DIS-CO: Discovering Copyrighted Content in VLMs Training Data
Andr\'e V. Duarte, Xuandong Zhao, Arlindo L. Oliveira, Lei Li

TL;DR
DIS-CO is a novel method that detects copyrighted content in vision-language models by querying them with specific frames and analyzing their responses, revealing widespread exposure to copyrighted material.
Contribution
The paper introduces DIS-CO, a new approach for identifying copyrighted content in VLMs, along with MovieTection, a benchmark dataset for evaluation.
Findings
DIS-CO nearly doubles detection accuracy over prior methods.
All tested models show some exposure to copyrighted content.
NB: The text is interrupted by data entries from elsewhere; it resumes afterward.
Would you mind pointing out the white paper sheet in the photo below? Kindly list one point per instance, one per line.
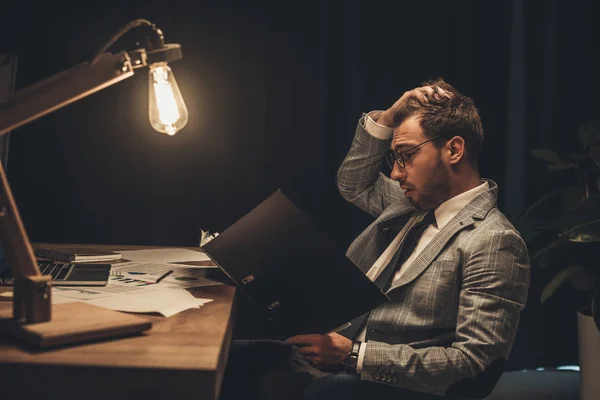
(182, 277)
(167, 302)
(164, 256)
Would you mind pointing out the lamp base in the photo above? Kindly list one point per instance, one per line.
(72, 323)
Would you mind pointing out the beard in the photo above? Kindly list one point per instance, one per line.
(436, 190)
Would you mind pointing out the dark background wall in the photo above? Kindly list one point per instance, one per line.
(274, 90)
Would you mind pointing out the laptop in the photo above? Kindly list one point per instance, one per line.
(291, 270)
(63, 274)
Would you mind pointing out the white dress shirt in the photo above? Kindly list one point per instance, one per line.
(443, 214)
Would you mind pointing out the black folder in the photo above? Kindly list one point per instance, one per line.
(291, 270)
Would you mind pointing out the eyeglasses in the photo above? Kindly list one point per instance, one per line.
(404, 158)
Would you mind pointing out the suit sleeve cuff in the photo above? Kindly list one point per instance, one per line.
(375, 129)
(361, 356)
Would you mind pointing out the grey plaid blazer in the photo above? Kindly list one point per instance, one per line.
(452, 316)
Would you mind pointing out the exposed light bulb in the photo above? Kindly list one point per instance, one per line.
(166, 109)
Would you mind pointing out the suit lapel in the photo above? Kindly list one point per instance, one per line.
(476, 210)
(388, 230)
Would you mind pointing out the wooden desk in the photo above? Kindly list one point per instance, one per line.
(181, 357)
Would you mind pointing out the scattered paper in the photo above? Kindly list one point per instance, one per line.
(164, 256)
(145, 274)
(132, 287)
(167, 302)
(206, 236)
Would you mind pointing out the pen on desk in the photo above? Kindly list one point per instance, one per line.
(164, 276)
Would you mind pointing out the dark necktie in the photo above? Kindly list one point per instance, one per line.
(384, 280)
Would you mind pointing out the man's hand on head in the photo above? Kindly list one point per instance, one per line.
(326, 352)
(386, 118)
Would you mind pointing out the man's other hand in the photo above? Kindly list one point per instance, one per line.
(326, 352)
(386, 118)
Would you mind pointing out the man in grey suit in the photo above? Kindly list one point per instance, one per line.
(455, 298)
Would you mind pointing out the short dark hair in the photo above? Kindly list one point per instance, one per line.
(450, 116)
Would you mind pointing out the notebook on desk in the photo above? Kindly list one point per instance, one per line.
(292, 270)
(67, 274)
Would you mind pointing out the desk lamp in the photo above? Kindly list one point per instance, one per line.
(34, 319)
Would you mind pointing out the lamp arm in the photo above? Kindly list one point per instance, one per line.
(154, 42)
(62, 89)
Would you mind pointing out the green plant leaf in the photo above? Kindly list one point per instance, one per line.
(573, 197)
(582, 280)
(547, 155)
(595, 153)
(589, 133)
(559, 167)
(557, 281)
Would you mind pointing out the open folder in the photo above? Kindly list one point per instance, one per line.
(292, 270)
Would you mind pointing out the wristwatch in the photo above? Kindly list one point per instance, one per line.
(352, 358)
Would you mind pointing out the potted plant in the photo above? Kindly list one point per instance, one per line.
(562, 232)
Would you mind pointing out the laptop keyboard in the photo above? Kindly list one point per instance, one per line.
(57, 271)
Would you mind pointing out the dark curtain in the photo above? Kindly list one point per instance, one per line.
(274, 91)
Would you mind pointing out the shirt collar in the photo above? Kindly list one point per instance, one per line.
(448, 209)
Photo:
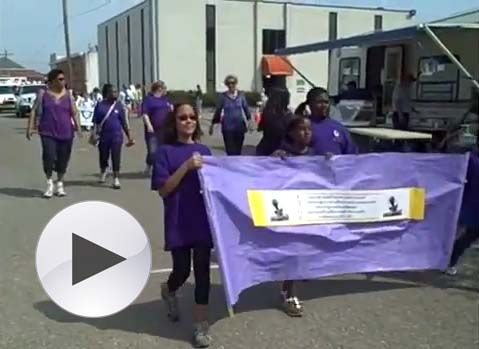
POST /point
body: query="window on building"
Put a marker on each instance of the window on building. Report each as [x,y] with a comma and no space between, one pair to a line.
[333,26]
[107,44]
[117,54]
[211,48]
[273,40]
[349,71]
[128,43]
[378,22]
[438,79]
[142,29]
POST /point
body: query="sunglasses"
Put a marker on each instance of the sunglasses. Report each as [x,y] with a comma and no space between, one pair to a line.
[186,117]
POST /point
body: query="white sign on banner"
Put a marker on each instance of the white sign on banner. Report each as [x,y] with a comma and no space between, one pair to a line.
[299,207]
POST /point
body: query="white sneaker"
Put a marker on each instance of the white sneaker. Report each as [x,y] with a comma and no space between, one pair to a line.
[103,176]
[49,192]
[451,271]
[116,183]
[60,190]
[148,171]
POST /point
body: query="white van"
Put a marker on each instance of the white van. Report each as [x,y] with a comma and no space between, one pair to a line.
[26,97]
[8,100]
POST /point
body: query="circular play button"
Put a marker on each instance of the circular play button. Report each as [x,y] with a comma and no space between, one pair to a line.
[93,259]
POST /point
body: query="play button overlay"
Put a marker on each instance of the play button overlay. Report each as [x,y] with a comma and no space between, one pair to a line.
[93,259]
[90,259]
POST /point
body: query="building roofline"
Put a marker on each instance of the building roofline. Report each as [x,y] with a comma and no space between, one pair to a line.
[277,2]
[122,13]
[457,15]
[350,7]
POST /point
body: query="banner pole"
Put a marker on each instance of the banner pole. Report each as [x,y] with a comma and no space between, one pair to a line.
[231,311]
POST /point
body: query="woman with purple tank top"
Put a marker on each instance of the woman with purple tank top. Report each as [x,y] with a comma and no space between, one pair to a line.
[57,122]
[154,109]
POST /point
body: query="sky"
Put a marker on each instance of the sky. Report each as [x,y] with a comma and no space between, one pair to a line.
[32,29]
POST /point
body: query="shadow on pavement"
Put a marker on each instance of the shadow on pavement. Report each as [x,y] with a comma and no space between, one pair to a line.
[134,175]
[465,280]
[21,192]
[86,183]
[150,317]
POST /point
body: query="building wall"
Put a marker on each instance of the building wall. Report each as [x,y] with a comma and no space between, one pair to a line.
[108,70]
[235,43]
[91,71]
[182,43]
[181,40]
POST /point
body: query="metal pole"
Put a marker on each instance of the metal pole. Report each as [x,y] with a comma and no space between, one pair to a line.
[255,43]
[448,53]
[67,42]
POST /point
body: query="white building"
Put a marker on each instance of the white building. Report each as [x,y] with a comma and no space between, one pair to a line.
[190,42]
[85,69]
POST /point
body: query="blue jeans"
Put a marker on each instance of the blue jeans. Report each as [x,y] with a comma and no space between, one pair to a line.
[152,144]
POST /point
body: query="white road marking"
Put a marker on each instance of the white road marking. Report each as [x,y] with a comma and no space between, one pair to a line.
[168,270]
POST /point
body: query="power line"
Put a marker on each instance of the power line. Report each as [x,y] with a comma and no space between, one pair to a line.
[108,2]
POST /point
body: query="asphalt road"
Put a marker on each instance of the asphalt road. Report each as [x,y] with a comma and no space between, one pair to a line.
[395,310]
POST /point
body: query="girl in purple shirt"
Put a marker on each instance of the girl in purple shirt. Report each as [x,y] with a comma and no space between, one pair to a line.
[296,143]
[329,136]
[187,231]
[110,122]
[154,109]
[57,122]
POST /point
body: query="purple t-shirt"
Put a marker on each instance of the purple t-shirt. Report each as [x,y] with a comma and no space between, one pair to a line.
[470,201]
[330,136]
[157,108]
[186,222]
[112,129]
[56,117]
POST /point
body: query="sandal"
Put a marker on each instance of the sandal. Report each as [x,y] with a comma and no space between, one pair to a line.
[293,307]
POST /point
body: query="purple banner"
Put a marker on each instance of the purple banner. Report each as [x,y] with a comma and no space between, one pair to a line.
[249,255]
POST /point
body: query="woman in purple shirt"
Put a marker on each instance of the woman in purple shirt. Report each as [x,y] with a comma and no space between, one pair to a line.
[110,122]
[57,122]
[155,107]
[187,231]
[233,113]
[329,136]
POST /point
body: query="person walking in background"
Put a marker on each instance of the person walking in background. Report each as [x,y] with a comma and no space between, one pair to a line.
[138,99]
[57,122]
[233,113]
[274,121]
[187,231]
[110,122]
[96,95]
[155,108]
[329,136]
[402,102]
[297,140]
[199,100]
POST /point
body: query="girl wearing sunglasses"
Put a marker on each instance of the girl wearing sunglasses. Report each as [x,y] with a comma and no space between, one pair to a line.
[187,231]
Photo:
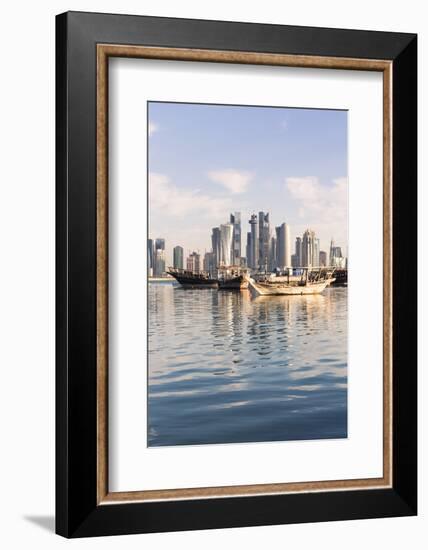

DIS-CO effectively infers training data content without direct access.
Abstract
How can we verify whether copyrighted content was used to train a large vision-language model (VLM) without direct access to its training data? Motivated by the hypothesis that a VLM is able to recognize images from its training corpus, we propose DIS-CO, a novel approach to infer the inclusion of copyrighted content during the model's development. By repeatedly querying a VLM with specific frames from targeted copyrighted material, DIS-CO extracts the content's identity through free-form text completions. To assess its effectiveness, we introduce MovieTection, a benchmark comprising 14,000 frames paired with detailed captions, drawn from films released both before and after a model's training cutoff. Our results show that DIS-CO significantly improves detection performance, nearly doubling the average AUC of the best prior method on models with logits available. Our findings also…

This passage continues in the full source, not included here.